Leider hat die Arbeiter*innenklasse im Moment keine starke und massenbasierte politische Interessenvertretung. Je größer die Angriffe des Kapitals, umso nötiger wird diese. Um den Kampf für eine Politik im Interesse der arbeitenden Mehrheit erfolgreich zu führen, müssen deshalb Aktive aus Gewerkschaften, Linke und sozialen Bewegungen auch diskutieren, wie eine solche sozialistische Arbeiter*innenpartei aufgebaut werden kann.

Wir fordern deshalb:

– Keine Kürzungen, kein Stellenabbau und keine Privatisierungen

– Statt Bürgergeld: Soziale Mindestsicherung und Mindestrente von 900 Euro plus Warmmiete für jede*n Erwachsenen und 700 Euro pro Kind – ohne Bedürftigkeitsprüfung und Schikanen

– Keine Rente ab 67, Renteneinstiegsalter auf 60 Jahre senken

– Keine Privatrente – Altersvorsorge raus aus Unternehmerhand

– Öffentliches Investitionsprogramm in den Bereichen Soziales, Bildung, Gesundheit und Umwelt zur Schaffung sicherer und tarifgebundener Arbeitsplätze – finanziert durch die Profite der Banken und Konzerne

– Eine Vermögenssteuer von zehn Prozent ab einer Million Euro Vermögen, ein stark progressives Steuersystem und drastisch höhere Steuern auf Unternehmensprofite und Erbschaften.

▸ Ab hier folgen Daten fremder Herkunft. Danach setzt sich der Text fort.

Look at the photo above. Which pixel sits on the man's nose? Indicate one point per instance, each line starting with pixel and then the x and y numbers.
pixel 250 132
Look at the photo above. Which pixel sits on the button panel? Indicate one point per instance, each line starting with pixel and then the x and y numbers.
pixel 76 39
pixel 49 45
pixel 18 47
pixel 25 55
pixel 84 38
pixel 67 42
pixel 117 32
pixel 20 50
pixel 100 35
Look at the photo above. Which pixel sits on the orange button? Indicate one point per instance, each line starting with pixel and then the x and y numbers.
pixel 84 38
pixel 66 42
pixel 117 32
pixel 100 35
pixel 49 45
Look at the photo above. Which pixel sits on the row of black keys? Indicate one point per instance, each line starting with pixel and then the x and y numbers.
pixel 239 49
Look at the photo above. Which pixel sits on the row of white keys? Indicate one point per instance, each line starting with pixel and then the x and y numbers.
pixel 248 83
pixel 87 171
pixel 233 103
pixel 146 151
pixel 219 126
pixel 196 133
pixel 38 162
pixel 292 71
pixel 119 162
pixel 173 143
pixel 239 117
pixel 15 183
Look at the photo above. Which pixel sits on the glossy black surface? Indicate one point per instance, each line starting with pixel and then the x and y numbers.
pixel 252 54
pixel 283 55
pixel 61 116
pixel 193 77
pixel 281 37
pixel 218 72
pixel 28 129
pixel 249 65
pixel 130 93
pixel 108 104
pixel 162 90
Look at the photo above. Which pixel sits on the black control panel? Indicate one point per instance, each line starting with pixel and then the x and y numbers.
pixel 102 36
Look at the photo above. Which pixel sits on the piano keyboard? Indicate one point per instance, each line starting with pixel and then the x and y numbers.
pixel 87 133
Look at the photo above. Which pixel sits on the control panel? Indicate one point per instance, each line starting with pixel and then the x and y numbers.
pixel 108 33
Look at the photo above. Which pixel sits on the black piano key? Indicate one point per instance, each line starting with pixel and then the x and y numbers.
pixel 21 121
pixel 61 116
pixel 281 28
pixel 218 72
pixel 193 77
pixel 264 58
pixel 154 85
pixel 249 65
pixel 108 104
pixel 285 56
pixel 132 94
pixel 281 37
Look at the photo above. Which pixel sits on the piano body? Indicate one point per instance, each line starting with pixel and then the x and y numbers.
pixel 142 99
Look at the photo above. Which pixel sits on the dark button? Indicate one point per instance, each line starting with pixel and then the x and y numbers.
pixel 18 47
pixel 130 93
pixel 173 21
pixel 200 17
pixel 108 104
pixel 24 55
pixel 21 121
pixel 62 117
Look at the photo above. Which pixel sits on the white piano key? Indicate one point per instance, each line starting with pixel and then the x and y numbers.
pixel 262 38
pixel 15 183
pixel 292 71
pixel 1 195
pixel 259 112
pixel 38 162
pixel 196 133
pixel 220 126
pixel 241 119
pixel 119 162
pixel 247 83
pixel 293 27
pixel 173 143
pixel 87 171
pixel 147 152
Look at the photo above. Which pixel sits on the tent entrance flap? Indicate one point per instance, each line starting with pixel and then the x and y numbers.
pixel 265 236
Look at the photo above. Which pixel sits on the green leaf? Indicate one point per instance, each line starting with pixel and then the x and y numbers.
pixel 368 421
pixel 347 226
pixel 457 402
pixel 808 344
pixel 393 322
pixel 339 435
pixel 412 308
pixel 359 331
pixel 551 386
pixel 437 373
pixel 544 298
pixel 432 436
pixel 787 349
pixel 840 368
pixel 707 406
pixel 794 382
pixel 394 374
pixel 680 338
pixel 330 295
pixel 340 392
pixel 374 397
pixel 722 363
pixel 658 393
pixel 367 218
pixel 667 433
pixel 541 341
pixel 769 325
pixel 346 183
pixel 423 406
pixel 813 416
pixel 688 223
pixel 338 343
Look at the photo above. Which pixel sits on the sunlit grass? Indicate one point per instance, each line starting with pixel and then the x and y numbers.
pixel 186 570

– Eine einmalige Abgabe von 30 Prozent auf das Geldvermögen von Millionär*innen und Milliardär*innen!

– Kapitalismus ausMerzen: Für eine sozialistische Demokratie weltweit!

(1) siehe z.B. https://www.stern.de/politik/friedrich-merz-und-sein-langes-ringen-mit-dem-grundrecht-auf-asyl-35016990.html oder in seinem Podcast „Merz trifft“, Folge 1, ab Min. 22 (https://open.spotify.com/episode/6T64P6yurPM9q6LXtCuLTa): In dem er seiner Aussicht nach nicht gegen jede Form der Einwanderung sei, aber „[…] das muss dann etwas anderes sein, als Asyl. Das ist dann gezielte Einwanderung und diejenigen, die gezielte Einwanderung auch ermöglichen und organisieren, definieren Einwanderung aus den Interessenlagen des Staates und nicht aus der Interessenlage der Einwanderer heraus. Das ist der entscheidende Unterschied.“

Dieser Artikel erschien in der November-Ausgabe der Solidarität (vor dem Zusammenbruch der Ampel-Regierung).